CEMETERY
You walk through the cemetery and the walking is quiet and the quiet is the cemetery's only rule. The cemetery has paths and the paths are paved and the paving is for the living because the dead do not need paths. The headstones stand in rows or they do not stand in rows and the standing in rows or not tells you when the cemetery was built. The old cemeteries are chaotic. The stones lean and crowd and the crowding is the centuries piling up. The new cemeteries are gridded. The stones are uniform and the uniformity is the democracy of death and the democracy of death is the only democracy that works perfectly because everyone gets the same amount of ground.
Pere Lachaise in Paris opened in eighteen oh four because Napoleon needed the dead out of the churches. The churches were full. The churchyards were full. The dead were stacked in the catacombs and the stacking in the catacombs was the city running out of room for its history. Napoleon created Pere Lachaise on a hill east of the city and the hill was strategic because the hill was far enough from the living to be sanitary and close enough to the living to be visited. Napoleon buried Moliere there and La Fontaine and Abelard and Heloise and the burying of famous people in the new cemetery was the marketing and the marketing worked because everyone wanted to be buried near Moliere. Pere Lachaise became the most visited cemetery in the world. Jim Morrison is there. Oscar Wilde is there. Edith Piaf is there. The living line up to visit the dead and the lining up to visit the dead is the cemetery doing what the cemetery does.
The potter's field on Hart Island in the Bronx has held a million bodies since eighteen sixty nine and the million bodies have no headstones and the no headstones is the poverty. Hart Island is where New York buries the people no one claims. The unclaimed. The unknown. The people who died alone in a room or on a street and no one came for the body and the no one coming for the body is the city's failure and the city's failure is buried on Hart Island in trenches. The trenches hold a hundred and fifty coffins stacked three deep and the stacking three deep is the arithmetic of the forgotten. Prisoners from Rikers Island dig the graves and the prisoners digging the graves is the city making its most invisible people bury its most invisible dead.
In New Orleans the cemeteries are above ground because the water table is eighteen inches below the surface and the eighteen inches means you cannot dig a grave without hitting water and the hitting water means the coffin floats and the floating coffin is the reason the dead in New Orleans live in houses. The tombs in Saint Louis Cemetery Number One are whitewashed and crumbling and the crumbling is beautiful because the crumbling is the city's aesthetic. Marie Laveau is in Saint Louis Number One and the tourists leave lipstick marks on her tomb and the lipstick marks are the prayers and the prayers are the cemetery becoming a church without a roof.

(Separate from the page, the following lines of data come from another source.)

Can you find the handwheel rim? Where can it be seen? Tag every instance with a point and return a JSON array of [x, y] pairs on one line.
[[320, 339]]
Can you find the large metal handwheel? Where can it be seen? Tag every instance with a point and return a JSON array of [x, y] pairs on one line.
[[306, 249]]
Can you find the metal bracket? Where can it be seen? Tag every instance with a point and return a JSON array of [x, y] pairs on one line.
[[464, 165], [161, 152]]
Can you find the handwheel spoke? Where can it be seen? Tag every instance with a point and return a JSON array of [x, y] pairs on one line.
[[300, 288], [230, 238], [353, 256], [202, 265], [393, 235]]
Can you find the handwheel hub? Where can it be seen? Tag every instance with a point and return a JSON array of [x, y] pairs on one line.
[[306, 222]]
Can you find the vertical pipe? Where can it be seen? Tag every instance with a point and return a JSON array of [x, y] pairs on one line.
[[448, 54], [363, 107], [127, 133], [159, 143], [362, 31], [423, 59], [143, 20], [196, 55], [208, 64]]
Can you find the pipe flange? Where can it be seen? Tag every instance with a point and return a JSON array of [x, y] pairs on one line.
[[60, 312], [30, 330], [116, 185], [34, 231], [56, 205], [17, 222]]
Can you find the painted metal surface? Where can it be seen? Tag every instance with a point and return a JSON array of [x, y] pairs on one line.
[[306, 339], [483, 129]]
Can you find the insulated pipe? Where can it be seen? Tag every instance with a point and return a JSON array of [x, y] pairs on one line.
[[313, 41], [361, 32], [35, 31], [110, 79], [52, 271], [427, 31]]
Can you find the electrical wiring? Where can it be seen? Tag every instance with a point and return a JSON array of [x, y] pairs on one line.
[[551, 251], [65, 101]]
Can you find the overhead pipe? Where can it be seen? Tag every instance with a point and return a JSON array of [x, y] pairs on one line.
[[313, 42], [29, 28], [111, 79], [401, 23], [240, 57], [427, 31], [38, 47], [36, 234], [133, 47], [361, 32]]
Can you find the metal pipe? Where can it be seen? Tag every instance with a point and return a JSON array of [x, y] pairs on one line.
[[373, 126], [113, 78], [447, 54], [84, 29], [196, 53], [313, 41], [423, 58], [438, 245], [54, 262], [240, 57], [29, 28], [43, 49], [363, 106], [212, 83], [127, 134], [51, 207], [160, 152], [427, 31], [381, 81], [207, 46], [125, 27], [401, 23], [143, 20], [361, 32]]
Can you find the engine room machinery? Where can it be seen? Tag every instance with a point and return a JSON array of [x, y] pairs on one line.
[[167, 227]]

You sit on a bench in the cemetery and the sitting is the resting and the resting in a cemetery is the most peaceful rest in any city. The cemetery is the quietest park. The cemetery has trees and grass and paths and benches and the trees and grass and paths and benches are the park but the park has dead people under it and the dead people under it change the quality of the silence. The silence in a cemetery is not the absence of sound. The silence in a cemetery is the presence of time. You sit on the bench and the headstone in front of you says eighteen forty seven to nineteen twelve and the eighteen forty seven to nineteen twelve is a life and the life is sixty five years and the sixty five years are compressed into a dash. The dash between the dates. The dash is the life. The dash is everything that happened between the being born and the dying and the everything is a single mark on a stone and the single mark is the cemetery's notation. One dash. One life. The cemetery is full of dashes.